CMT1B is caused by mutations in the gene that codes for myelin protein zero (MPZ), the major protein in the myelin insulation that sheaths the axon. Over, time CMT1B axons degenerate because of the abnormal MPZ in myelin, causing weakness, problems with balance and impaired ability to feel touch.
Multiple therapeutic strategies to treat Schwann cells—the cells that make the myelin—as well as to preserve axons are underway for CMT1B. These therapies include Sephin1—a molecule that has been shown to help some MPZ mutant Schwann cells fold MPZ more efficiently—and protein inhibitors Sarm1 and HDAC6, both of which are designed to minimize axonal degeneration.

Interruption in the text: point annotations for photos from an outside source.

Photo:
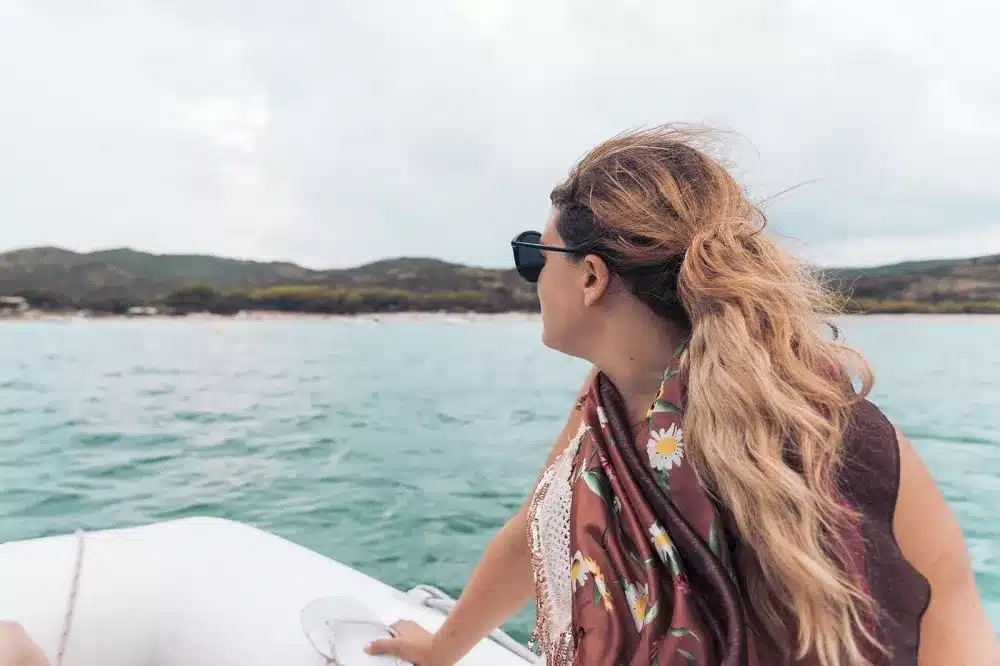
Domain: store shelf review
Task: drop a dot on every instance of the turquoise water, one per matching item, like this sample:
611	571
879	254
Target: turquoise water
397	447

Measuring disease progression, or natural history, is necessary and challenging in diseases like CMT that progress slowly, requiring clinical outcome assessments (COA) including neurological examinations, testing of patients’ functional ability to perform tasks and evaluation of patient-reported questionnaires. Natural history data is lacking for CMT1B.

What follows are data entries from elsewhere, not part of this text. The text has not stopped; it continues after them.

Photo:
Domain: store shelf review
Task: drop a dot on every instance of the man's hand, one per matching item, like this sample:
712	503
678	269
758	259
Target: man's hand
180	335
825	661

The collection of natural history data for clinical trials requires sensitive biomarkers that can show that a therapy is reaching its target and effecting change within a single year. The newly approved project aims to develop protein biomarkers, such as neurofilament L, which can be identified in blood samples, and RNA biomarkers, which can be identified in skin biopsies and used to detect changes in myelinating Schwann cells using a minimally invasive technique. MRI imaging of patients’ legs will also be used to measure disease progression by way of the accumulation of fat in muscles damaged by neuropathy.
The National Institutes of Health recently funded a project to obtain skin and serum samples from 20 CMT1B patients for biomarker analysis, but the diversity of CMT1B presentations required additional samples. The CMTA’s newly approved project will evaluate 60 patients with CMT1B over two years and recruit patients not only from Dr. Michael Shy’s clinic at the University of Iowa, but also from other sites in the Inherited Neuropathies Consortium, including leading CMT clinics in London, Milan, Rochester, New York and the University of Pennsylvania.
The CMTA recently secured commitments from two families toward the cost of the project.